EPÍLOGO

MONTMARTRE, PARÍS

TRES SEMANAS DESPUÉS

Maurice du Gard estaba desnudo, sentado en el borde de la cama y ocultando el rostro entre las manos. Apenas percibía el ruido que entraba por la ventana abierta y que hablaba del ajetreo nocturno que reinaba en las calles. A su lado, sobre las sábanas revueltas, se desperezaba una joven cuya larga melena pelirroja ondeaba en grandes mechones sobre la almohada. También estaba desnuda y no parecía avergonzarse lo más mínimo.

—¿Otra vez? —preguntó.

—No. —Du Gard meneó la cabeza.

—¿Quieres que me quede?

—No. Has hecho tu trabajo y ya tienes tu dinero. Ahora, lárgate.

—Como quieras. —Se levantó de la cama y se vistió con las ropas que estaban esparcidas por el suelo—. Pero un caballero elegante no le habla así a una dama, ¡que lo sepas!

—Yo no soy un caballero elegante —replicó con la voz ronca por el alcohol— y tú seguro que no eres una dama, o sea, que ahórrame las hipocresías y vete de una vez.

—Como quieras —repitió la joven.

Du Gard oyó que se alejaba con pasos cortos sobre sus tacones y que cerraba la puerta al salir. Entonces se dio cuenta de que ni siquiera le había preguntado su nombre.

Suspiró y se pasó las manos por el pelo largo, que ya empezaba a clarearle en la frente. Cuántas noches como aquella había pasado últimamente, buscando distracción…

En vano.

Había visto demasiadas cosas que lo inquietaban y que ni la absenta ni los encantos de una prostituta podían hacerle olvidar.

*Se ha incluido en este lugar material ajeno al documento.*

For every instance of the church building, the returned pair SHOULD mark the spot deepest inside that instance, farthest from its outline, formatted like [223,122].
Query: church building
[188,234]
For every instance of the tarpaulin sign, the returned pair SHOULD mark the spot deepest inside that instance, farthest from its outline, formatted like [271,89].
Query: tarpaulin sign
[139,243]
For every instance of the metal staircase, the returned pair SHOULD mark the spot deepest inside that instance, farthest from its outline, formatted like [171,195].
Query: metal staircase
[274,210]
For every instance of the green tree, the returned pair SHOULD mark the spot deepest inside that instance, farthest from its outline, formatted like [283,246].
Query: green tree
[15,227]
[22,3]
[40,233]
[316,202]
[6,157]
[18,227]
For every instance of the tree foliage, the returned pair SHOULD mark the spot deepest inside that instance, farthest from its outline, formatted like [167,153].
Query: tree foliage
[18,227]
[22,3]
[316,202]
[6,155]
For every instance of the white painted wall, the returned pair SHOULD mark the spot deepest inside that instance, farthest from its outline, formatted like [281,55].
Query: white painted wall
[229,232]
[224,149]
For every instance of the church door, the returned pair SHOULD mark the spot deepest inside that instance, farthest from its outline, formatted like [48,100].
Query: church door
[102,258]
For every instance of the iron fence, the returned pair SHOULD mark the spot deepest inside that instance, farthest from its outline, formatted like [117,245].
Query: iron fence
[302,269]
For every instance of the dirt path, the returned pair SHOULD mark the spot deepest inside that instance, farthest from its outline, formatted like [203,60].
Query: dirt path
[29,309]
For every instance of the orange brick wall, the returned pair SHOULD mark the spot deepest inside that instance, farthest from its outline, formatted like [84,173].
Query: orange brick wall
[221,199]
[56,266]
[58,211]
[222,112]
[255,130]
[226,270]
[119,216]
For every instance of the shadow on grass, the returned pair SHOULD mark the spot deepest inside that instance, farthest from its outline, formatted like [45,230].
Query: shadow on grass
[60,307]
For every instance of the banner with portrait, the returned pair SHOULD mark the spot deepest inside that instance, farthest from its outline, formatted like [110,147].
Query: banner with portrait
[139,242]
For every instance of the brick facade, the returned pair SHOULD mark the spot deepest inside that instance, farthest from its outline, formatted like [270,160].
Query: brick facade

Las imágenes de las visiones que había tenido, primero en la lejana isla de Fifia y después en la tumba de Alejandro Magno, le habían proporcionado profundos conocimientos.

Conocimientos que él nunca había pedido y que, aun así, le habían sido concedidos. Conocimientos de un futuro que era magnífico e inquietante a la vez y en el que Sarah Kincaid tenía el papel protagonista. Du Gard había descubierto conexiones turbadoras, conocía el destino de Sarah y tenía muy claro que ese saber era peligroso. Le habría encantando desprenderse de él, quitárselo como un sombrero que se compra y luego resulta incómodo de llevar. Pero su madre le había enseñado que el camino del conocimiento conducía solo en una dirección.

Su madre…

Una sonrisa melancólica se deslizó por el semblante de Du Gard mientras se levantaba, se acercaba al tocador y cogía una botella llena de un líquido con visos verdes. No se tomó la molestia de escanciar la absenta en un vaso, sino que bebió a morro con la esperanza de que el hada verde le ofreciera un poco de consuelo. Lo que vio en el espejo le repugnó: un hombre joven que parecía un anciano y que intentaba ahogar sus miedos en alcohol.

La madre de Du Gard también había tenido visiones.

En su empeño por evitar que la gente tomara decisiones equivocadas, ella no había ocultado su saber, sino que lo había hecho público, con el resultado de que la detuvieron y la juzgaron por insurrecta. Pasó el resto de sus días en una cárcel de Nueva Orleans, donde cada vez fue más incapaz de distinguir la realidad de las visiones. Murió en estado de enajenación mental, un destino que Du Gard imaginaba terrorífico y que no quería compartir de ningún modo.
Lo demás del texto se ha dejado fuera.